# Costa custom boats



## Boardfeet (Sep 27, 2007)

Some friends are taking delivery on one of these today.



https://costacustomboats.com/


----------



## Straight Shot (Jul 14, 2012)

Used to be the Cayo bay hybrid, curious to hear their opinion on it. 


Sent from my iPhone using Tapatalk


----------



## etrade92 (Jul 30, 2015)

My buddy has one. It is a badass boat. We truly ran 55-60mph in the gulf in a bay boat. Wickedly fast, smooth ride, just immaculate.


----------



## MrFish (Aug 21, 2009)

Boardfeet said:


> Some friends are taking delivery on one of these today.
> 
> 
> 
> https://costacustomboats.com/


Twin engine, twin power pole and a 200 gallon tank. Write Everglades on the side and it would cost over $500k.

Cool looking boat.


----------



## K-Bill (May 14, 2009)

I’m in love


----------



## Boardfeet (Sep 27, 2007)

MrFish said:


> Twin engine, twin power pole and a 200 gallon tank. Write Everglades on the side and it would cost over $500k.
> 
> Cool looking boat.


I think my friend said he paid 300k


----------



## LITECATCH (Oct 2, 2007)

Wonder why they changed their name?


----------



## jwilson1978 (Mar 23, 2021)

LITECATCH said:


> Wonder why they changed their name?


The business was split between the two partners. The partner that took the skiff and paddle board half of the business retained the rights to the Cayo name. The partner that is building the 26' cat named his business Costa. This seems to be the popular answer.


----------



## Straight Shot (Jul 14, 2012)

jwilson1978 said:


> The business was split between the two partners. The partner that took the skiff and paddle board half of the business retained the rights to the Cayo name. The partner that is building the 26' cat named his business Costa. This seems to be the popular answer.

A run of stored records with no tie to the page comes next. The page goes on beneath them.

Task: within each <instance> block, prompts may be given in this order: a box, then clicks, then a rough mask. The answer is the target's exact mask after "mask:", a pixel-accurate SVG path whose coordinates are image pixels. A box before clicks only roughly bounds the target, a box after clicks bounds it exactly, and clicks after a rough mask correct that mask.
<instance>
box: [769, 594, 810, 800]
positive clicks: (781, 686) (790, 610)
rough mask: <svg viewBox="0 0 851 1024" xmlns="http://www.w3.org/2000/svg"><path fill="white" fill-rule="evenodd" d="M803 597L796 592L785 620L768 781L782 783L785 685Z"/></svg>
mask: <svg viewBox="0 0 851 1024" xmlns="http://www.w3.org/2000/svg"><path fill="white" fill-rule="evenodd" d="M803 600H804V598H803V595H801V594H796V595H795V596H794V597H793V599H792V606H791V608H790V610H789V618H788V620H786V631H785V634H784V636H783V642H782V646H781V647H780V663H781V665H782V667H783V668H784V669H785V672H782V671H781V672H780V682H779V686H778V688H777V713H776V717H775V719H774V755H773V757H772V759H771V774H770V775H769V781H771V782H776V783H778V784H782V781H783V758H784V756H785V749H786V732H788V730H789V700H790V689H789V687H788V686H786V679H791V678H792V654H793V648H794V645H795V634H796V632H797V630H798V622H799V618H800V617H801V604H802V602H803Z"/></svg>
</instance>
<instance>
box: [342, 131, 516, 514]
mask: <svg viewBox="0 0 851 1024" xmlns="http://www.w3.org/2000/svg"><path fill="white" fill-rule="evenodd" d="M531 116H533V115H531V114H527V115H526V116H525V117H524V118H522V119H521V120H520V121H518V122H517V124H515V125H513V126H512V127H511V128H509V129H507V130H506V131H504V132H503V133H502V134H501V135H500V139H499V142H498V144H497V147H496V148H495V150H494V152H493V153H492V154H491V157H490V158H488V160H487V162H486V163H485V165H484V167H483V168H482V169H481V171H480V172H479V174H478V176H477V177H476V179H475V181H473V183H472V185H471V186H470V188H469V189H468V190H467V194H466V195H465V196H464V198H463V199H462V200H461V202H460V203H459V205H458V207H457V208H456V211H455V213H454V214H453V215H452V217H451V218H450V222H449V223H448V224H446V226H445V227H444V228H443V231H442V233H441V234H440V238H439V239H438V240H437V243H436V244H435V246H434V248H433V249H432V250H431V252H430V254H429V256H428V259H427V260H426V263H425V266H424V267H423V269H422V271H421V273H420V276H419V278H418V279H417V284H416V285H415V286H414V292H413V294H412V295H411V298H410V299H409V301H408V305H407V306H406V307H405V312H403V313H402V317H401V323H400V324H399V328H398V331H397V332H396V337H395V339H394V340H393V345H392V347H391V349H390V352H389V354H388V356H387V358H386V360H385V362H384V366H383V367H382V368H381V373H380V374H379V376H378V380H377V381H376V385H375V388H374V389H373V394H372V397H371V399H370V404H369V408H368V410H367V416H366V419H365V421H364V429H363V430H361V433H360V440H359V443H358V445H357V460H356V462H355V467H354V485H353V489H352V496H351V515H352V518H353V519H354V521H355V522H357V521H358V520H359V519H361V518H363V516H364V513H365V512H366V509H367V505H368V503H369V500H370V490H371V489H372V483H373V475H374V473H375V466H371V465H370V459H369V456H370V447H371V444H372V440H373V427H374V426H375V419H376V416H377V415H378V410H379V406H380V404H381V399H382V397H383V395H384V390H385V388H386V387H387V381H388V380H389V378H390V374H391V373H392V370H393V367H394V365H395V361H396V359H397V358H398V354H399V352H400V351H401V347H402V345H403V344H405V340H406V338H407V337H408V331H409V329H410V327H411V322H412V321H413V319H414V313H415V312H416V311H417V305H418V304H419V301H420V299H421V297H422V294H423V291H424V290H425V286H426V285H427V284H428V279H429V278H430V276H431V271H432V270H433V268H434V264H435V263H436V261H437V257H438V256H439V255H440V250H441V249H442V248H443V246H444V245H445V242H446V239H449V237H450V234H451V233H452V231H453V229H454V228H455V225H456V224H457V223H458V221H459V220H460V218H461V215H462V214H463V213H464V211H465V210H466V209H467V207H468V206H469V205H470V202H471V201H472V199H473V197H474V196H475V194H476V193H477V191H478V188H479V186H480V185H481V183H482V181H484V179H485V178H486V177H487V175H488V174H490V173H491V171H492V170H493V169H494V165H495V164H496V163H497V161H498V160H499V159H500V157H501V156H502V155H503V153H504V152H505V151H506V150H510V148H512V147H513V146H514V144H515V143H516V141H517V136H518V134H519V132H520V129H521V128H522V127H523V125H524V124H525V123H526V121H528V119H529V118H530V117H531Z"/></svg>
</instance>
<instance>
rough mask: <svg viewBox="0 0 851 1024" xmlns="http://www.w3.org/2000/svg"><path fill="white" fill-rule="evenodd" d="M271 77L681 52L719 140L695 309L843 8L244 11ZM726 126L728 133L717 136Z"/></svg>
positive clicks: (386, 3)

Grew up down there and Know multiple people close to the deal and this is correct. Original owner wanted to stay with skinny water stuff and the other wanted to expand into bigger boats. 


Sent from my iPhone using Tapatalk


----------



## LITECATCH (Oct 2, 2007)

It looks to be an awesome cat!!


----------



## Realtor (Oct 1, 2007)

nice


----------